As a teenager, I was introduced to the laws of lashon hara (“the evil tongue,” gossip and slander) and to an interest in the journalistic enterprise by two charismatic personalities, both of whom lived in my neighborhood, Manhattan’s Upper West Side.
Raised in a secular family, I attended Lincoln Square Synagogue Hebrew School, an afternoon outreach program. The vast majority of members’ children attended day schools. At the end of eighth grade, I decided I wanted to begin keeping the laws of kashrut, eating kosher food, and during the following year I began attending synagogue, eventually spending a year at Beginners’ Services at Lincoln Square Synagogue.
The Beginners’ Service was conducted by Rabbi Ephraim Buchwald, an enthusiastic educator and leader in outreach to unaffiliated Jews. The service included lively singing, reading of the Torah parsha (weekly portion) in English, and discussion and questions about whatever anyone raised. Rabbi Buchwald chose an excellent work to study every week with the group.
Before the recitation of the paragraph Elokai n’tzor (“My God, protect my mouth from evil…”), he would read a selection from the laws of lashon hara. The book he read from, Guard Your Tongue by Zelig Pliskin, provides excellent practical scenarios to illustrate these laws. The following are just two memorable examples:
“You are forbidden to speak about young children if that will cause them harm or anguish. Little David was placed in a foster home. If someone were to tell David’s foster parents that he sometimes misbehaves, they might discontinue keeping him in their home. Anyone speaking against David is guilty of a grave offense. If someone wants to report David’s misbehavior, in order that it be dealt with and corrected, he must be carful that he doesn’t cause undeserved damage.” (Page 98, 1975 edition.)
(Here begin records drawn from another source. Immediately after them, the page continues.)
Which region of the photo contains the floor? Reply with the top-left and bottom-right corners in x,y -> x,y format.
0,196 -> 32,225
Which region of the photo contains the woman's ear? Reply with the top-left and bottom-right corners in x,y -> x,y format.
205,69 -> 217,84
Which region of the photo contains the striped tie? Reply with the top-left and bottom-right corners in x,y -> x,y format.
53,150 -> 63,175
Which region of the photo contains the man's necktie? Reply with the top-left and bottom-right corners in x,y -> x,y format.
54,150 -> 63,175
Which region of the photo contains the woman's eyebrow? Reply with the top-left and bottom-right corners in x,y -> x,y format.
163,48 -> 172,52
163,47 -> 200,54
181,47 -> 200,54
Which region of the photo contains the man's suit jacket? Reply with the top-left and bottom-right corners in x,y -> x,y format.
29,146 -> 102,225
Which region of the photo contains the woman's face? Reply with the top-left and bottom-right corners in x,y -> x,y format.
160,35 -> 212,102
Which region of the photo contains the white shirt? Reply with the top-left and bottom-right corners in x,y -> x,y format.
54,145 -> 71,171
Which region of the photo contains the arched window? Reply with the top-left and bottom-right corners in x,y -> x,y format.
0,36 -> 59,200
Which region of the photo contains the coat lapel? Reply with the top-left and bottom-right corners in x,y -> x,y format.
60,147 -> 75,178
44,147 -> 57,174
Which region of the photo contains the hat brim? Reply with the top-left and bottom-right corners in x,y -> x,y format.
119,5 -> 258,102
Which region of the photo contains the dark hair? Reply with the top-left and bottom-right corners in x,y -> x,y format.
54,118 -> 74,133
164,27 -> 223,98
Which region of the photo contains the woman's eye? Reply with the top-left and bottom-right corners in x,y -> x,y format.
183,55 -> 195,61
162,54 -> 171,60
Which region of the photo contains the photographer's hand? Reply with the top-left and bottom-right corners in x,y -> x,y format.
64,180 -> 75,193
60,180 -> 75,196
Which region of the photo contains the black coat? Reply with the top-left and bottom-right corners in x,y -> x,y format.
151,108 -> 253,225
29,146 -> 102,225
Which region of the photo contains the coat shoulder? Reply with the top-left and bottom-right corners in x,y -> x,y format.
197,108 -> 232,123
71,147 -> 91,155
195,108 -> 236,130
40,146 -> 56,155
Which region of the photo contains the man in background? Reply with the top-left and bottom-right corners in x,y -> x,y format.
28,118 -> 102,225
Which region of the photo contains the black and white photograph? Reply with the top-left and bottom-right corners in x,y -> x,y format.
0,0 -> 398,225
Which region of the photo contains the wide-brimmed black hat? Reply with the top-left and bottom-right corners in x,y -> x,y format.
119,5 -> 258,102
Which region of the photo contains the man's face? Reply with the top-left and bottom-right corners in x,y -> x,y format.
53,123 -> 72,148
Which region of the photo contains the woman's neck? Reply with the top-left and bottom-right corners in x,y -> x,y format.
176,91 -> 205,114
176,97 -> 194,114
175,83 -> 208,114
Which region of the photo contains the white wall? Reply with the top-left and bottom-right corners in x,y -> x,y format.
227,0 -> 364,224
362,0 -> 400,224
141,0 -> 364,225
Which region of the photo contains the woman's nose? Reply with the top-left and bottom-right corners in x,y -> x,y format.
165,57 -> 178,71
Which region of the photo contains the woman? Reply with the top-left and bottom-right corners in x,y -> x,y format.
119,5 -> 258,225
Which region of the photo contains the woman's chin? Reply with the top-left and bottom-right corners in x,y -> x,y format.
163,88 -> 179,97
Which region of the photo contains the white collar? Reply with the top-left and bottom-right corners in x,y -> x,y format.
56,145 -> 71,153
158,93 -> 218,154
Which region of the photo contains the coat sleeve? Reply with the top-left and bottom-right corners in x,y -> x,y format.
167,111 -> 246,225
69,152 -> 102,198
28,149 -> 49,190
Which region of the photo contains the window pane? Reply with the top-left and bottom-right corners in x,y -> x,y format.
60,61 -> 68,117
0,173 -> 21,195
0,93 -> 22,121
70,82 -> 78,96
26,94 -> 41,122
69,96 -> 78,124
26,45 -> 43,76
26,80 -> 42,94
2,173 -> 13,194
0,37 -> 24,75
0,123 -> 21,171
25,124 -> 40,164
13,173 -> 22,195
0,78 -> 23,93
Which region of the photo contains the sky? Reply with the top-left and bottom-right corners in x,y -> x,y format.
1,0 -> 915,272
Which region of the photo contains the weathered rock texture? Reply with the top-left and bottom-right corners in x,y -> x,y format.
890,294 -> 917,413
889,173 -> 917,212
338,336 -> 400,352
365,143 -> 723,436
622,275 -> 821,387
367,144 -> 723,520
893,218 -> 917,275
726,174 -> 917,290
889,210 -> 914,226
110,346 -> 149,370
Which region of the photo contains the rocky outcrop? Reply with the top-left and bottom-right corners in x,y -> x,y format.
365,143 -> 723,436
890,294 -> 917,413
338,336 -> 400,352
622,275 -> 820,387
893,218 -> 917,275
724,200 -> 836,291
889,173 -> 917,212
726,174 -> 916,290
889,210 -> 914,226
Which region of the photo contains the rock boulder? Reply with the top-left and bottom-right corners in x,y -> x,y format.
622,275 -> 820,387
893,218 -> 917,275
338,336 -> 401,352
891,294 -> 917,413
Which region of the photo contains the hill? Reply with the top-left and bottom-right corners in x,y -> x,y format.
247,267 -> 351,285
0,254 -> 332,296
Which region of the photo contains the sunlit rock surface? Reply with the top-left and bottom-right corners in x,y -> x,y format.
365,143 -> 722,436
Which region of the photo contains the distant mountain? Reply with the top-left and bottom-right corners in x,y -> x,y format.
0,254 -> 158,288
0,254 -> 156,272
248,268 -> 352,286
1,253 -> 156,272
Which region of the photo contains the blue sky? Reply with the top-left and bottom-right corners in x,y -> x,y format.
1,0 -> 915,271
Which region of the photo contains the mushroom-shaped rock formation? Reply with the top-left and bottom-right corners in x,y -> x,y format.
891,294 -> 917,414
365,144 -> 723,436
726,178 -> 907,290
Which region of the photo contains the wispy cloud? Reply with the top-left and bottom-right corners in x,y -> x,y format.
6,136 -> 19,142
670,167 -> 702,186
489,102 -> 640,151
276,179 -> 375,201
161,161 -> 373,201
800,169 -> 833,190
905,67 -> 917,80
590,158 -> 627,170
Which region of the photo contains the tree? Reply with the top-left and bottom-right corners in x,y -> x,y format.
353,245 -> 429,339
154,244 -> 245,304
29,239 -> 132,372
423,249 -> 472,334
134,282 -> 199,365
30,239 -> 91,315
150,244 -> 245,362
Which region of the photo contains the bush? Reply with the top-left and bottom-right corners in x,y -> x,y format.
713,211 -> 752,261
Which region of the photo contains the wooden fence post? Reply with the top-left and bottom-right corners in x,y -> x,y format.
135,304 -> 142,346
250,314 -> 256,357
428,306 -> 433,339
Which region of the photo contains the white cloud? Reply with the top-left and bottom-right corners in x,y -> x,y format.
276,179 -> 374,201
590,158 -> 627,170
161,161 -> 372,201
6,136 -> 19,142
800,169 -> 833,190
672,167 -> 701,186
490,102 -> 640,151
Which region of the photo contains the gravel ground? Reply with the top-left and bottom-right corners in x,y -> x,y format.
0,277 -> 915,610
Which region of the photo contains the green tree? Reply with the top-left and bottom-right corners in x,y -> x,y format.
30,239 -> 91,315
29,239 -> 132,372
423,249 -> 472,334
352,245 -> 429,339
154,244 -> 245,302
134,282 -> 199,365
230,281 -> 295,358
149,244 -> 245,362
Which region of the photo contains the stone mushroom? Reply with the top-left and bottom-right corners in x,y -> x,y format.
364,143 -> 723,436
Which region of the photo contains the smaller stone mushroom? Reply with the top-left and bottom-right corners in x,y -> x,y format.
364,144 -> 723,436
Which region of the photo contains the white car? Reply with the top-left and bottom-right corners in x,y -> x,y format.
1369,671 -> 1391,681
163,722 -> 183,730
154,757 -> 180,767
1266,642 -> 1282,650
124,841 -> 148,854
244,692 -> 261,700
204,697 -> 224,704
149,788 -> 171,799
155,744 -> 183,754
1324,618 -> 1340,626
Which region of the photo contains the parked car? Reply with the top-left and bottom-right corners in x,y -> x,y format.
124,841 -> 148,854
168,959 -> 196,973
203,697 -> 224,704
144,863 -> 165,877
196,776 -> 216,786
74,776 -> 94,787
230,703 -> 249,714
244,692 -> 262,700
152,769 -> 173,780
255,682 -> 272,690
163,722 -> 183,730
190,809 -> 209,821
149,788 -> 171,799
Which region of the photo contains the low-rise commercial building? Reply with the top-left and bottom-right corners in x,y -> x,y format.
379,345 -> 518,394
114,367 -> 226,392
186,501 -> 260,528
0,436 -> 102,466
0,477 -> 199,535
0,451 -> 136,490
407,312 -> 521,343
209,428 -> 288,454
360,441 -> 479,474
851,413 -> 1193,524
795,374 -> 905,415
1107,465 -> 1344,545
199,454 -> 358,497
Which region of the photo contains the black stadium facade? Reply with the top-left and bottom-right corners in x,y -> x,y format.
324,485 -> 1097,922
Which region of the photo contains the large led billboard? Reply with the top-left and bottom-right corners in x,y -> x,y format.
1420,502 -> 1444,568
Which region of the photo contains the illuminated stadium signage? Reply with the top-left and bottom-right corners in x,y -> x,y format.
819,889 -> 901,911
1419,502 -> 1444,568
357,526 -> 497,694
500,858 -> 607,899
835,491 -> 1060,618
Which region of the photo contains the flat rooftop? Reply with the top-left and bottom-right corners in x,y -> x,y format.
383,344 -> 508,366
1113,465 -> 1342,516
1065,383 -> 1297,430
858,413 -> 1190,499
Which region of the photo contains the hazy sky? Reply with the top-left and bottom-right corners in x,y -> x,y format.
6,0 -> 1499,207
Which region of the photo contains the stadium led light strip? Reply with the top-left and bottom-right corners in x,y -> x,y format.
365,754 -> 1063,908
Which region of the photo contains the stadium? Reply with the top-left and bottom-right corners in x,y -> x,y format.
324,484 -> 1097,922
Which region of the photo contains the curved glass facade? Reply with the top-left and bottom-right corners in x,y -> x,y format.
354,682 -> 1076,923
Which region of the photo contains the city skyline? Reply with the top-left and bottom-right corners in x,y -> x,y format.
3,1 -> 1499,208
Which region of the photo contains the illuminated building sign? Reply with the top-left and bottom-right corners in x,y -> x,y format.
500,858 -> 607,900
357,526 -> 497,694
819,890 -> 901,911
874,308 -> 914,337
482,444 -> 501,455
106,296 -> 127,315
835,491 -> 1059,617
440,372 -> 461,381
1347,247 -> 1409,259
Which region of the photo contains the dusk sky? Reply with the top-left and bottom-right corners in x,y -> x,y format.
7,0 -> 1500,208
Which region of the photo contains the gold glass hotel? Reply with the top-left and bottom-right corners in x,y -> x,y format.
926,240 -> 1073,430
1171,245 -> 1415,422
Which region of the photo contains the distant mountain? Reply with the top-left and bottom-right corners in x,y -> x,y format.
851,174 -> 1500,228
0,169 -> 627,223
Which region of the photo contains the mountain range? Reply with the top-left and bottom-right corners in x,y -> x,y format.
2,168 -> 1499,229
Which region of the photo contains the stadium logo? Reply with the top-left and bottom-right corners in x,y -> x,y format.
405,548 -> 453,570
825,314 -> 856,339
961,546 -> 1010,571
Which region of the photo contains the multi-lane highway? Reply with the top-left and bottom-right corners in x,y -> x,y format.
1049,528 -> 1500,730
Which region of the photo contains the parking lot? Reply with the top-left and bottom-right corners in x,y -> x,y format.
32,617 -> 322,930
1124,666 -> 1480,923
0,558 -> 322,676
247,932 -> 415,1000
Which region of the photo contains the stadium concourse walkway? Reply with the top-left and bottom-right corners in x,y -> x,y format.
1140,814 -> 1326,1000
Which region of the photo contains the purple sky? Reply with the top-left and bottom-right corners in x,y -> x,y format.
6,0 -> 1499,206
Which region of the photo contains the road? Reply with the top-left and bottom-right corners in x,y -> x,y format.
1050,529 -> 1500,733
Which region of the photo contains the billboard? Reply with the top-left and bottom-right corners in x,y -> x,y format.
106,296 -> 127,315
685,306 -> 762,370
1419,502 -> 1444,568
“Any statement that is not lashon hara in itself, but will cause lashon hara to be spoken, is termed avak lashon hara (a tinge of lashon hara) …. Yocheved and Ruth were strolling down the street on Shabbos afternoon. They passed Dinah who waved to Yocheved. When they were out of Dinah’s hearing range, Ruth asked Yocheved, “What type pf person is Dinah? You seem to know her.” Yocheved replied, “Don’t mention Dinah’s name. I don’t want to speak lashon hara.” Yocheved’s reply is avak lashon hara.”
Having learned these laws at a young age, I avoid lashon hara as a part of my routine. I try to avoid people who regularly speak lashon hara, and skip over certain articles in newspapers and magazines that contain lashon hara.
In our society, even among observant Jews, the avoidance of lashon hara can prove difficult, and I cannot say I am free of this transgression. After all, not only is speaking it forbidden by the Torah, but hearing it is also a sin, and who can always avoid that? Also, while I consider myself to be a truthful person, the prohibition of lashon hara is actually defined as relating negative truths. (Negative falsehoods are also forbidden, but under the designation of motzi shem ra, creating a bad reputation.)
Simultaneous to my religous study, I discovered I possessed the ability to write. As a student at the Bronx High School of Science, I excelled in the verbal sciences over the mathematical disciplines, enjoying English and history more than chemistry and physics.
At the age of 15, I came upon a copy of The Search For God at Harvard, by Ari L. Goldman. Goldman was the first Orthodox reporter for The New York Times; he later became a professor at the Columbia School of Journalism, where now serves as dean of students.